Data Quality Management in Wikidata – Workshop write-up

Data growth is more visible than ever before and with this growth, trustworthiness of data is becoming a challenge. Wikidata is the central source of structured knowledge for many projects and is developed to be used by anyone anywhere in the world. Therefore, ensuring data quality is of utmost importance. A workshop brought together scholars and Wikidata community members to take a deeper look at the challenges ahead.

  • Lisa Dittmer
  • 7. März 2019

A guest article by Cristina Sarasua, Claudia Müller-Birn, and Mariam Farda-Sarbas

Despite the development of many methods and tools to improve different dimensions of quality in Wikidata, further efforts are needed to achieve high quality data. One effort in this regard was the workshop “Data Quality Management on Wikidata”, which was held on January 18th 2019 at Wikimedia Deutschland (Germany). It brought together scholars interested in and working on monitoring and improving data quality on Wikidata as well as members of the Wikidata community. The workshop began with a welcome note by two of the organizers of the workshop (Claudia Müller-Birn from Freie Universität Berlin and Cristina Sarasua from University of Zurich).

After that, the first keynote speaker, Amrapali Zaveri, gave a talk about “Open Data Quality: dimensions, metrics, assessment and improvement” (Slides).

Afterwards, the workshop participants introduced themselves in a round robin introduction session and formed three discussion groups. The participants in this workshop had come from different institutions and countries.

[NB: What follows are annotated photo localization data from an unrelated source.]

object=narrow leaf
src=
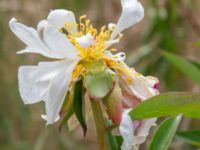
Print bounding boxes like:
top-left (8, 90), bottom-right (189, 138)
top-left (176, 130), bottom-right (200, 146)
top-left (129, 92), bottom-right (200, 119)
top-left (73, 80), bottom-right (87, 136)
top-left (163, 51), bottom-right (200, 85)
top-left (106, 120), bottom-right (118, 150)
top-left (149, 116), bottom-right (181, 150)
top-left (59, 108), bottom-right (74, 132)
top-left (59, 85), bottom-right (75, 131)
top-left (190, 60), bottom-right (200, 70)
top-left (115, 136), bottom-right (123, 149)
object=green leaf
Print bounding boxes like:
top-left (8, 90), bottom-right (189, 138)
top-left (163, 51), bottom-right (200, 85)
top-left (106, 120), bottom-right (118, 150)
top-left (176, 130), bottom-right (200, 146)
top-left (73, 80), bottom-right (87, 136)
top-left (115, 136), bottom-right (123, 149)
top-left (59, 108), bottom-right (74, 132)
top-left (189, 60), bottom-right (200, 70)
top-left (84, 70), bottom-right (114, 99)
top-left (194, 39), bottom-right (200, 47)
top-left (149, 116), bottom-right (181, 150)
top-left (59, 85), bottom-right (75, 131)
top-left (129, 92), bottom-right (200, 119)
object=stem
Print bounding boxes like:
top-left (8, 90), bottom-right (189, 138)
top-left (91, 100), bottom-right (107, 150)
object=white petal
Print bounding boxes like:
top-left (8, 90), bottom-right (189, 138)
top-left (45, 60), bottom-right (78, 124)
top-left (133, 118), bottom-right (156, 145)
top-left (106, 51), bottom-right (126, 62)
top-left (114, 52), bottom-right (126, 62)
top-left (18, 61), bottom-right (66, 104)
top-left (43, 26), bottom-right (78, 60)
top-left (120, 69), bottom-right (159, 101)
top-left (41, 114), bottom-right (60, 122)
top-left (47, 9), bottom-right (77, 34)
top-left (146, 76), bottom-right (159, 96)
top-left (119, 109), bottom-right (134, 150)
top-left (111, 0), bottom-right (144, 39)
top-left (105, 39), bottom-right (120, 45)
top-left (37, 20), bottom-right (49, 39)
top-left (75, 33), bottom-right (94, 48)
top-left (9, 18), bottom-right (63, 59)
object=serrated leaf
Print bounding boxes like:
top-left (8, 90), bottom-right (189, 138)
top-left (163, 51), bottom-right (200, 85)
top-left (129, 92), bottom-right (200, 119)
top-left (84, 70), bottom-right (114, 99)
top-left (176, 130), bottom-right (200, 146)
top-left (73, 80), bottom-right (87, 136)
top-left (149, 116), bottom-right (181, 150)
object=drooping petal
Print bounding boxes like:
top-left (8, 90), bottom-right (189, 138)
top-left (133, 118), bottom-right (156, 145)
top-left (145, 76), bottom-right (160, 96)
top-left (9, 18), bottom-right (64, 59)
top-left (119, 110), bottom-right (156, 149)
top-left (43, 26), bottom-right (78, 60)
top-left (120, 69), bottom-right (159, 101)
top-left (18, 61), bottom-right (66, 104)
top-left (119, 109), bottom-right (134, 150)
top-left (121, 85), bottom-right (140, 108)
top-left (111, 0), bottom-right (144, 39)
top-left (47, 9), bottom-right (77, 34)
top-left (45, 60), bottom-right (79, 124)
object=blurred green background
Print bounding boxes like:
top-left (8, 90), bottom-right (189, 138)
top-left (0, 0), bottom-right (200, 149)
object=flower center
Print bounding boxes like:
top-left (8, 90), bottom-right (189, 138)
top-left (62, 15), bottom-right (120, 63)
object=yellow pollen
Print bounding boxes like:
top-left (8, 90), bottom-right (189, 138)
top-left (62, 15), bottom-right (123, 63)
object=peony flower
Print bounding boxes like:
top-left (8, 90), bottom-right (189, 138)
top-left (9, 0), bottom-right (159, 149)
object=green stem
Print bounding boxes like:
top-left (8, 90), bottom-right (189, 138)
top-left (91, 100), bottom-right (107, 150)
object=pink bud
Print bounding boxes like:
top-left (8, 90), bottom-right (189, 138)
top-left (104, 83), bottom-right (123, 124)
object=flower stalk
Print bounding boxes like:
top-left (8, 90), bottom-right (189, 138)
top-left (91, 100), bottom-right (107, 150)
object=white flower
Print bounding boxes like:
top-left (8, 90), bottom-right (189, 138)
top-left (9, 0), bottom-right (144, 125)
top-left (119, 71), bottom-right (159, 150)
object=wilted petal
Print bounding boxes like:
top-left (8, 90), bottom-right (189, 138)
top-left (121, 85), bottom-right (140, 108)
top-left (146, 76), bottom-right (159, 96)
top-left (111, 0), bottom-right (144, 39)
top-left (119, 109), bottom-right (134, 150)
top-left (18, 61), bottom-right (66, 104)
top-left (133, 118), bottom-right (156, 145)
top-left (47, 9), bottom-right (77, 34)
top-left (45, 60), bottom-right (78, 124)
top-left (9, 18), bottom-right (63, 59)
top-left (120, 70), bottom-right (159, 101)
top-left (43, 26), bottom-right (78, 60)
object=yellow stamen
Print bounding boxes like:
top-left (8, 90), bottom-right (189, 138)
top-left (62, 15), bottom-right (125, 78)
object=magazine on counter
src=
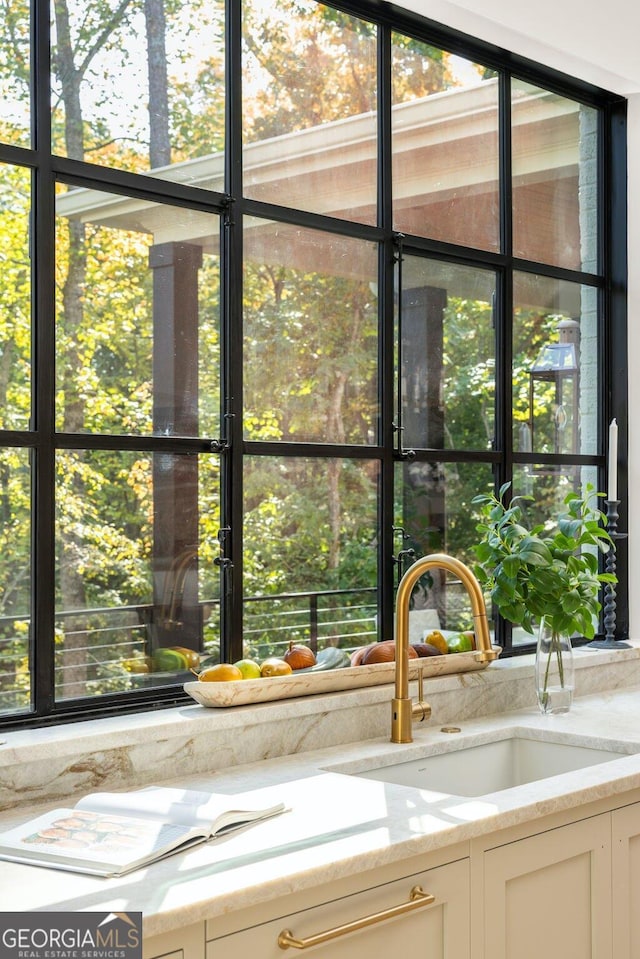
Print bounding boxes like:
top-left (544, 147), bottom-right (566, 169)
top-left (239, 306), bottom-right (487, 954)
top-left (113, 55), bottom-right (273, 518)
top-left (0, 785), bottom-right (286, 878)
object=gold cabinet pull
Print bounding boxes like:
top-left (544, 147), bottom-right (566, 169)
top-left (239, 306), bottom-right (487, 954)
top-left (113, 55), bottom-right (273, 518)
top-left (277, 885), bottom-right (435, 950)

Besides Germany, where the workshop was held, participants had come from Switzerland, the UK, the Netherlands, Belgium and the United States.

The workshop was designed as a discussion forum organized in three sprints: one to collectively identify the key data quality challenges in Wikidata, a second sprint to brainstorm solutions to address the identified challenges and a third sprint to discuss ways to prioritize the next activities.

The main challenges discussed within the groups were, amongst other things the velocity of Wikidata’s schema, the diverging meaning of items in various languages, subtitle vandalism, measuring completeness without introducing bias, extending references and sources.

Participants at work, CC BY-SA 4.0

The groups had identified and discussed further challenges of data quality in Wikidata, such as measurement of quality, need for more tools to identify and resolve quality issues, consistency of property usage, trustworthiness and accuracy of claims, and the lack of a global perspective in terms of making decisions locally.

During their second sprint, the groups started to focus on more specific topics and to discuss possible solutions. Some of the suggested solutions, for instance, are making data more trustworthy and accurate by checking sources/references of data through voting or a ranking system, getting more references by enforcing the use of references or through information extraction, overcoming the language challenge of Wikidata by motivating communities through a ranking system or introducing a record button to allow spoken languages, identifying items without statements based on categories in linked articles.

After each sprint, groups presented their ideas and shared them with all participants and answered their questions.

The groups then discussed their results and suggested to keep working on this topic after the workshop. Based on the discussions in the room, the participants founded the WikidataProject: DataQuality.

After the sprint sessions, the authors of accepted abstracts briefly presented their projects and ideas regarding their abstracts. The abstracts were focusing on data quality from different angles, such as an overview of data quality tools for Wikidata, OpenRefine and ProWD as new data quality tools, completeness, external identifiers, Wikidata schema language, bulk edits and bot edits.

The workshop was summarized by the second keynote speaker, Daniel Mietchen:

…And wrapped up with a group photo:

Please note: Since the workshop footage and all relevant materials were published in English, this blog post will also – as an exception – only be available in English.